There's a question I ask clients sometimes when we're early in the work together. Not in a formal assessment way, just in conversation. I ask them what they want. Not what they think they should want, or what would make sense to want, or what the people around them are expecting them to want. Just what they actually want. For a surprisingly large proportion of people this question lands in silence. Not because they're slow or unself-aware. Because the honest answer is: I don't know. I've never known. I stopped being able to locate that information a long time ago.
Disconnection from yourself is the first disconnection. It precedes every other one. A person who has lost the thread back to her own inner life, her own preferences, her own emotional signals, her own sense of what is true for her, will struggle to have real access to the things outside her too. Not because she's broken but because selfhood is the antenna through which everything else is received. When the antenna is offline, the signal doesn't come through cleanly. She'll be in a relationship and not be sure whether she's in it or performing it. She'll be in a career and not be sure whether it's hers or her parents'. She'll go through days that look full and feel strangely hollow.

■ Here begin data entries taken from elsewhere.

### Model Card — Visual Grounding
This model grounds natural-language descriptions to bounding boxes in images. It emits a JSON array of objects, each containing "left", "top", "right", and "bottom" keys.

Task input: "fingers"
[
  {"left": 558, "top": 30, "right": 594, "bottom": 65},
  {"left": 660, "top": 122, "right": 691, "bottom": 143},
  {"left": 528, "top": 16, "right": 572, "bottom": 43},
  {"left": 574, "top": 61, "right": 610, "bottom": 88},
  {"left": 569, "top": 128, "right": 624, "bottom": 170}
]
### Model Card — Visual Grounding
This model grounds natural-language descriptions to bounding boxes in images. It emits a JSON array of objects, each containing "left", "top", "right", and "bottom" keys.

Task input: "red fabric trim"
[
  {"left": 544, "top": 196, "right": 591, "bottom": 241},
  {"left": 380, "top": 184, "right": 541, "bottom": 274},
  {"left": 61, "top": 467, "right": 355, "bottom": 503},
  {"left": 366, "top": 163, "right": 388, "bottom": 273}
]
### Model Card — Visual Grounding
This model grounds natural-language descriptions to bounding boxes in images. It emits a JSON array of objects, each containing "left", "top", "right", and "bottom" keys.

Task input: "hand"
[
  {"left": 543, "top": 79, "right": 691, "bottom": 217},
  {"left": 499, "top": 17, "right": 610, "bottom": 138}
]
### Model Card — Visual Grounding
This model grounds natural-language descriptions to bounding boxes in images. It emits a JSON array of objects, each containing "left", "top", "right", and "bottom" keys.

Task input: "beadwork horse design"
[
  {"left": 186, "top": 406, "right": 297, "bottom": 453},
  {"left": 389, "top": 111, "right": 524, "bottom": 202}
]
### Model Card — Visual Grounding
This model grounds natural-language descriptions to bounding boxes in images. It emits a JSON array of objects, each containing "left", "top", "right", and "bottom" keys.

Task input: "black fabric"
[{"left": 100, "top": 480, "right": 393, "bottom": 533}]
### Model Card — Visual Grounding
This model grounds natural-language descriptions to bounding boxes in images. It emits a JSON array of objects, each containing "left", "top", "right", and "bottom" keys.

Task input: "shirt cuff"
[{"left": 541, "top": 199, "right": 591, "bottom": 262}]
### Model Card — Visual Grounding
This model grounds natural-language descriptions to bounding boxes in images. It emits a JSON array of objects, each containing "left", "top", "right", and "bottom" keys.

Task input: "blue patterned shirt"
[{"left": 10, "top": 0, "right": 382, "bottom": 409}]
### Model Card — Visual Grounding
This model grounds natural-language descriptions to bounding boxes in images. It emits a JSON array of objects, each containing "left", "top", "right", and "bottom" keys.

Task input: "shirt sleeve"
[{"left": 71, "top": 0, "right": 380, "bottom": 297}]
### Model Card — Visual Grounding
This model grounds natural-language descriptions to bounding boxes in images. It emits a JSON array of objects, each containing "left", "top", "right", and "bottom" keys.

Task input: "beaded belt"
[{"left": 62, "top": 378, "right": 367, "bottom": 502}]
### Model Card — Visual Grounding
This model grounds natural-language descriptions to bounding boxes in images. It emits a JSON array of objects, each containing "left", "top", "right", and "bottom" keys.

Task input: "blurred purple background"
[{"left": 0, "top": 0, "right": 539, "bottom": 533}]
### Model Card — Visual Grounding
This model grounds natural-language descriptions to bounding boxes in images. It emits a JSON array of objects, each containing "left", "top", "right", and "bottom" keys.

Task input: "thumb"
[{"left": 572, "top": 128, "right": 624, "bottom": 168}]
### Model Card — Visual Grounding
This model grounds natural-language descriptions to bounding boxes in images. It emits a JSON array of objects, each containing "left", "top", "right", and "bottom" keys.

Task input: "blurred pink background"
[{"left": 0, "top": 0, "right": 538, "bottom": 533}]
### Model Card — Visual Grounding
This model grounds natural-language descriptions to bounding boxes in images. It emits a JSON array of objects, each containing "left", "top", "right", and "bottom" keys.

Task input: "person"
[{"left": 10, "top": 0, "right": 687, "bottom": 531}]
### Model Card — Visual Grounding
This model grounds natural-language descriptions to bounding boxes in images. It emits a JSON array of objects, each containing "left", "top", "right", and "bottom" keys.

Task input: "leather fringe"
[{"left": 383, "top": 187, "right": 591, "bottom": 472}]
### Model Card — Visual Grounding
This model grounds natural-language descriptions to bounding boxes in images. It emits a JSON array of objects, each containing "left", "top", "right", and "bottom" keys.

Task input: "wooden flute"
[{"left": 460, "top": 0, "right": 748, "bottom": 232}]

Disconnection from self almost never starts in adulthood. It starts early, in the environments where children learn what's safe to be and what isn't. A child who is consistently punished for expressing emotions learns to stop expressing them. A child who earns love by being a particular way learns to be that way rather than any other way. A child who is repeatedly told that what she's feeling is wrong, inappropriate, too much or not real learns to override what she's feeling and defer instead to what she's told. Over years this becomes automatic. By adulthood the override is running constantly, invisibly, below the level of conscious awareness. She's not suppressing herself. She's forgotten there was a self to suppress.
One of the most reliable signs of this kind of disconnection is a very limited relationship with the body's felt signals. The person who doesn't know she's hungry until she's faint. The person who doesn't notice she's tired until she's collapsing. The person who can't tell whether she's anxious or excited, whether she likes someone or doesn't, whether she wants to be in the room she's in. These aren't trivial things. These are the body's moment-by-moment messages about what's safe, what's good and what's needed. When those messages have been overridden long enough, access to them degrades. The internal compass goes quiet.
There's also a subtler version of this disconnection that's harder to name. It's not absence exactly. It's performance. The person who is always present in rooms, always engaged, always capable, always charming, always appropriate, but who has a persistent sense that she is slightly beside herself rather than fully in herself. She's excellent at navigating. She's not sure she's actually living. The performance is so well practised that people around her don't notice a gap. She notices it. Usually late at night. Usually in the moments when the performance finally gets to stop.
What we do together in sessions is not dramatic. We go looking for the thread. Not forcing it. Not excavating aggressively. We go gently, because the version of her who disconnected in the first place did it to survive and she doesn't need another person steamrolling through the protection she built. We look for moments where she's been most herself: the things she finds genuinely funny, the things that move her, the things that make her quietly indignant even when she'd never say so. We look for where her yes feels genuinely different from her no, even if she can't always act on the difference yet. We re-establish, slowly, that there is a self in there. The thread is still there. It's just very quiet after years of being talked over.
Reconnecting with yourself isn't a grand project. It usually happens in small, ordinary moments. Noticing that you actually don't want to go to something and sitting with that feeling for a moment rather than immediately deciding you should go anyway. Recognising a preference and naming it to yourself. Noticing what your body does when you make a decision that's yours versus a decision that's someone else's expectations in disguise. These small recognitions compound. Over time the signal gets stronger. The antenna comes back online. And the reconnection to the things outside you, to the people, the meaning, the aliveness that had seemed out of reach, those become possible again because the receiver has been restored.